“At Home” salons are designed to allow DN members to get to know the personal and business sides of fellow DN members, thereby deepening ties of trust, and leading to better business.
When: September 7, 7pm
Where: Suite 3A Alphatown Kagurazaka, 2-9 Kagurazaka, Shinjuku, Tokyo162-0825 Japan
Tel: +81 3-5579-802
Cost: 2,000 yen. Please bring the correct change – a receipt will be provided. Please note there will be wine but no food.
We will look at how to use Toyota “lean” know-how to improve any company – and examine why this know-how has not spread further within Japan’s service sector.
Brad Schmidt is one of those bi-cultural executives the Delphi Network is proud to have within its ranks.
Following the interesting evening a few months ago with DN member Dom Carter of The Carter Group, the DN is organizing a second “At Home” salon at Brad’s Kagurazaka office.
Over a few glasses of his favourite Serbian (it’s a long story) wine, we will hear him talk about why he came to Japan originally (his parents were missionaries – hence his fluent Japanese, gained at local schools), what he is doing here, and how he has experienced setting up a successful consulting business in Japan.
We were especially pleased Brad joined the DN because we were intrigued by the application of world-famous “lean” manufacturing techniques to services organization. Indeed, Brad has been working with an international insurance company for several months applying what were originally manufacturing techniques.
“Lean” is the English term for the manufacturing techniques which emerged at Toyota over seven decades.
The basics are well covered by now: in contrast to the mass-production of a narrow range pioneered by Henry Ford, Toyota learnt how to produce scores of small-batch products – combining variety and scale for the first time.
Toyota also reversed the cliche of the one-task, “zombie” production worker, into an employee actively looking for defects and empowered to fix them on the spot.

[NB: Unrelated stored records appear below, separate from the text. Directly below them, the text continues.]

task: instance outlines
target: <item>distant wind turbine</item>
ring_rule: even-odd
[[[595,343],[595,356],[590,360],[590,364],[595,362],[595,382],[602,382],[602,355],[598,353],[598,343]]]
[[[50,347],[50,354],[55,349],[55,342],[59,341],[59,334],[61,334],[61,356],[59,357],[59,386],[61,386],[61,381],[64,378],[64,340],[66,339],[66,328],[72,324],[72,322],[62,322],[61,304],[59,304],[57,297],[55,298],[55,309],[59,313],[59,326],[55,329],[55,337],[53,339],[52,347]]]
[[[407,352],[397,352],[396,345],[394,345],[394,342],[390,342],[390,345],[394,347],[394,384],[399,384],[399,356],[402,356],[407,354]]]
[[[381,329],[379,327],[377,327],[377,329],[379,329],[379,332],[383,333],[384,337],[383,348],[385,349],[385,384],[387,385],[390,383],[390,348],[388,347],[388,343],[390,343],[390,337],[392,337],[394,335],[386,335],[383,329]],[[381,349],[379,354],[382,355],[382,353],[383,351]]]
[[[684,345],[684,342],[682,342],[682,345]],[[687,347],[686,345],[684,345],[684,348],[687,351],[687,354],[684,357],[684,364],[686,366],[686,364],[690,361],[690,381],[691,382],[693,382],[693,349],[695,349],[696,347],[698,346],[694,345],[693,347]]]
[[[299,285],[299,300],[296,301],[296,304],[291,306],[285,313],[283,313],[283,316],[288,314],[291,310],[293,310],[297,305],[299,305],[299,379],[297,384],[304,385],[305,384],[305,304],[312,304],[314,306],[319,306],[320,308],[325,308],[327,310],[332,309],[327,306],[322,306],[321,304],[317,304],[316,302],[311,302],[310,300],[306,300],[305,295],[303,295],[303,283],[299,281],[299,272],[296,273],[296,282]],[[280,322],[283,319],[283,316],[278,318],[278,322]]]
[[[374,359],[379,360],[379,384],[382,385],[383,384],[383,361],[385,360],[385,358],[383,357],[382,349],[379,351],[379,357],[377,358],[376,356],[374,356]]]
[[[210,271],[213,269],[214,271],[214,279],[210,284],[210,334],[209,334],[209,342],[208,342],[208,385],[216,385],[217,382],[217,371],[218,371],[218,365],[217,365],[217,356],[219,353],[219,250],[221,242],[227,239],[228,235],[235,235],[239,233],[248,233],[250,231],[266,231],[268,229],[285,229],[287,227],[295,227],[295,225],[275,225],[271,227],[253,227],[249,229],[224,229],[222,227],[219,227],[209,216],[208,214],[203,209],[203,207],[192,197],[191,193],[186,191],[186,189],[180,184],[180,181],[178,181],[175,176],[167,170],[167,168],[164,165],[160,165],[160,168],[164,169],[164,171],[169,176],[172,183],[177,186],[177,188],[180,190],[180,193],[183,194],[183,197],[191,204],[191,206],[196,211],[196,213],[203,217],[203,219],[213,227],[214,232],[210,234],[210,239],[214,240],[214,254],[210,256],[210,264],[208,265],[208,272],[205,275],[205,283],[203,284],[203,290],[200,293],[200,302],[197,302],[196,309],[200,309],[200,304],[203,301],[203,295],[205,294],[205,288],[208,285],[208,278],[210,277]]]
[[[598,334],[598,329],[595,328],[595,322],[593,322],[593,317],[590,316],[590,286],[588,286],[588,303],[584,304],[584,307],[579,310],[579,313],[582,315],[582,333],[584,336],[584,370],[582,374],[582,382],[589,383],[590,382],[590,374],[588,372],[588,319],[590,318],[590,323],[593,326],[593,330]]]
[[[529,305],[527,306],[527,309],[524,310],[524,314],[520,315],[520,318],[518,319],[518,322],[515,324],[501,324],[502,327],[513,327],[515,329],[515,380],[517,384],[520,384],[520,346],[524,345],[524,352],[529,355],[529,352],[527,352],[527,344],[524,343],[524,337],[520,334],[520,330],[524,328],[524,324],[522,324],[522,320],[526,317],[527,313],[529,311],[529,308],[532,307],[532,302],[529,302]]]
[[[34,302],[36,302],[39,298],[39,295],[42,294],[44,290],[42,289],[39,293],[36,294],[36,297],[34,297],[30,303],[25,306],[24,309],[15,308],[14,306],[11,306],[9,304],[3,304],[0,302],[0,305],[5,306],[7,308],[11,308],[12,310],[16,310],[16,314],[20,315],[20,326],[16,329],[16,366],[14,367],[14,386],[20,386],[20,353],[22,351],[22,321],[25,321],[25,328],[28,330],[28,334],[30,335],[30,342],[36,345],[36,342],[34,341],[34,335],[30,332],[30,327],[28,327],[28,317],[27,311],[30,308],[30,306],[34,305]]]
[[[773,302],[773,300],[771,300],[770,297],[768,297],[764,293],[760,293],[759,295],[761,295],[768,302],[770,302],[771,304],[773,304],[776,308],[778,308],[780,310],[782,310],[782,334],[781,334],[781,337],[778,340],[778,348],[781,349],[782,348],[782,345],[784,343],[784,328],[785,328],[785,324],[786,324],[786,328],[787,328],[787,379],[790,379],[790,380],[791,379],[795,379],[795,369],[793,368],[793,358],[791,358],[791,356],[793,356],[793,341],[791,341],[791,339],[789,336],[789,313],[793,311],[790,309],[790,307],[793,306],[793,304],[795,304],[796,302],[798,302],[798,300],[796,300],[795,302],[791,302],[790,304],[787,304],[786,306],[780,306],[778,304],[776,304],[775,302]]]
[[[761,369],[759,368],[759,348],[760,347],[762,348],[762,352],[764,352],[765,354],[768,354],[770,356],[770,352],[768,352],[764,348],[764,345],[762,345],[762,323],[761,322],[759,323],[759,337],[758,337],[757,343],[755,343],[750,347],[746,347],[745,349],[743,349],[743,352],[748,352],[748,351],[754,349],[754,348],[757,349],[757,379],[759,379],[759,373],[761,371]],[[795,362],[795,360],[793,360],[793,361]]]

Augmenting “quality” is the aim. Some might argue it is eliminating “waste” but waste is merely a symptom of quality issues: where there is waste, the system has broken down.
“Augmenting” is also a key term. By enforcing transparency and standardization, benchmarking is easier, and improvements occur faster. Quality must keep going up, and the company keeps moving forward.
One can highlight two other features. The first is listening to your customers’ requirements, rather than your upstream suppliers. (Famously, it was a US supermarket’s just-in-time system that impressed visiting Toyota executives, not the smoke-belching factories of Detroit :).
The second is making sure the company works as an integrated unit. An old-style factory would feature independent production lines generating vast amounts of stuff, which would lie around the factory floor until the team doing the next stage of production was ready to receive it. At Toyota, everyone knows what needs to be done, when and in what amounts to satisfy the customer. Everything is harmonized. Perhaps the real achievement is “silo-crushing”.
In theory there is no problem with adapting these well thought-out principles to the services sector. In fact, they have not spread to the Japanese financial industry, or indeed the consulting and educational sectors.
At this event, Brad will discuss the challenges why adaptation is so difficult, but also, why it is so rewarding. Remember, Toyota took over 80 years to get it right.
Any CEO seduced by too many venture capitalists, new economy companies and digital gurus will learn how a “boring” car company understood these concepts long before Silicon Valley was born.